A Volta charging station. The company recently signed a 10-year deal to deploy similar stations at Chicago’s United Center, home of the NBA’s Bulls and the NHL’s Blackhawks (Photo credit: GreenTech Media)

 

Four open-access universal charging stations will be installed, operated and maintained at no cost to the United Center or its customers through Volta’s ad-supported network model. The stations will be equipped with digital-hybrid advertising display units that will be placed in prime locations near venue entrances. This will ensure sponsor/advertiser messages reach fans entering and exiting the arena, while facilitating easy access for drivers.
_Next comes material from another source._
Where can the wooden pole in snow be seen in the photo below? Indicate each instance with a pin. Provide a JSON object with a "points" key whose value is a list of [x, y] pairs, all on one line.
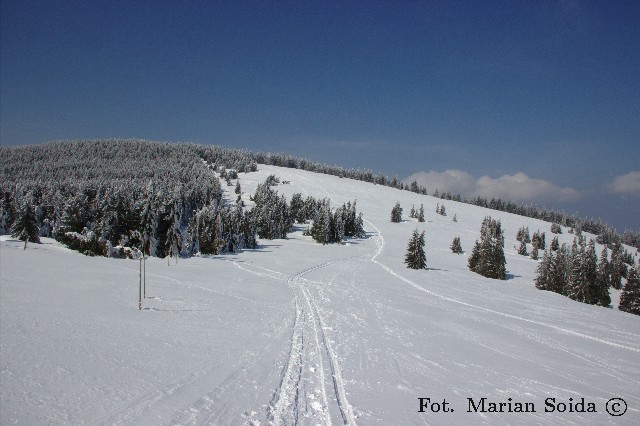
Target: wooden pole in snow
{"points": [[140, 288]]}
Earlier this year, Chicago Mayor Rahm Emanuel signed an executive order committing  the city to work towards the scientific guidelines put forth in the Paris climate agreement, pledging to reduce greenhouse gas emissions by 26 to 28 percent by 2025. As city departments work to find ways to reduce emissions, United Center is raising awareness about its own commitment to sustainability through its partnership with Volta.
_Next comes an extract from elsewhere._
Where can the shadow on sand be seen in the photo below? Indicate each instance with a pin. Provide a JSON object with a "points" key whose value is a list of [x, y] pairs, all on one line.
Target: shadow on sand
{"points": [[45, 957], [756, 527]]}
“With over 2.5 million visitors annually, we are excited to be partnering with Volta to bring its [charging] stations to our arena and provide visitors with a convenient and easy way to charge their vehicles,” said Joe Myra, VP of Business Affairs at the United Center. “Volta’s model aligns perfectly with our plan to work towards sustainability and enables our patrons to take a personal stake in a viable future.”
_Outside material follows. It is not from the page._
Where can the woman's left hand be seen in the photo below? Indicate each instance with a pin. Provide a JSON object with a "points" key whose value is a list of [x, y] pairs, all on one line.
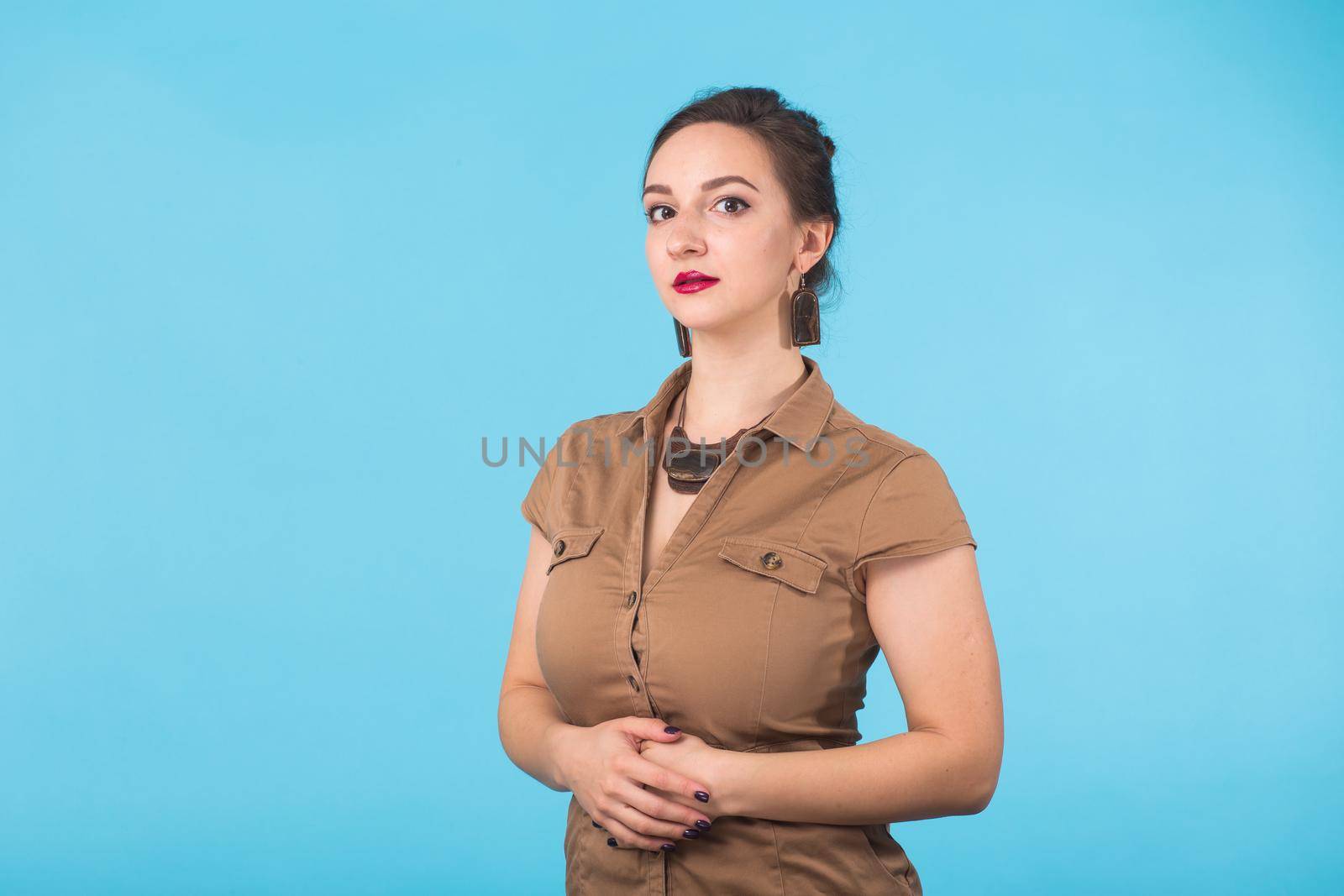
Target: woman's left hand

Since its founding 2010, Volta reports it has delivered over 15 million electric miles, saving 136,000 gallons of gas and offsetting 6.6 million pounds of CO₂ in the process.

 

WASHINGTON STATE’S BEACON ROCK GOLF COURSE DOESN’T QUITE GET GREEN-SPORTS

Have you seen this photo? It received quite a bit of media attention back in early September.

 

Golf Fire

Photo credit: Beacon Rock Golf Course

 

It was taken on September 7 at Beacon Rock Golf Course on the Washington side of the border with Oregon.

In the background, you see the Eagle Creek fire, a 31,000-acre blaze burning all the way to the Portland area, about 45 miles away. Even though it was encroaching on the golf course, play went on.

Of course, it must be noted that the Columbia River forms the border between the two states at that point so there was little chance of the fire moving on to the first tee. And, it’s worth mentioning that many golfers have the “play through” ethos, meaning that the elements will not stop them.

I get it.

But what I don’t get are the reactions of the folks who run Beacon Rock Golf Course.

They posted the photo above to Facebook with the caption “Our golfers are committed to finishing the round!” That’s simply callous and tone deaf.

But later on, they posted this more menacing photo with a sober, much more appropriate caption:

 

Golf Fire 2

 

Yet, to me, this was an opportunity lost.

If I was asked to write this caption, it would have read something like this:

“View from the Clubhouse. A fire of this magnitude makes us 1) thankful no lives have been lost so far, 2) think of the many people who will be affected for many months, and 3) urge business as well as government leaders in Washington, Oregon and at the federal level to take serious, immediate action on climate change.” 

OK, maybe it could be a tad tighter, but you get my drift.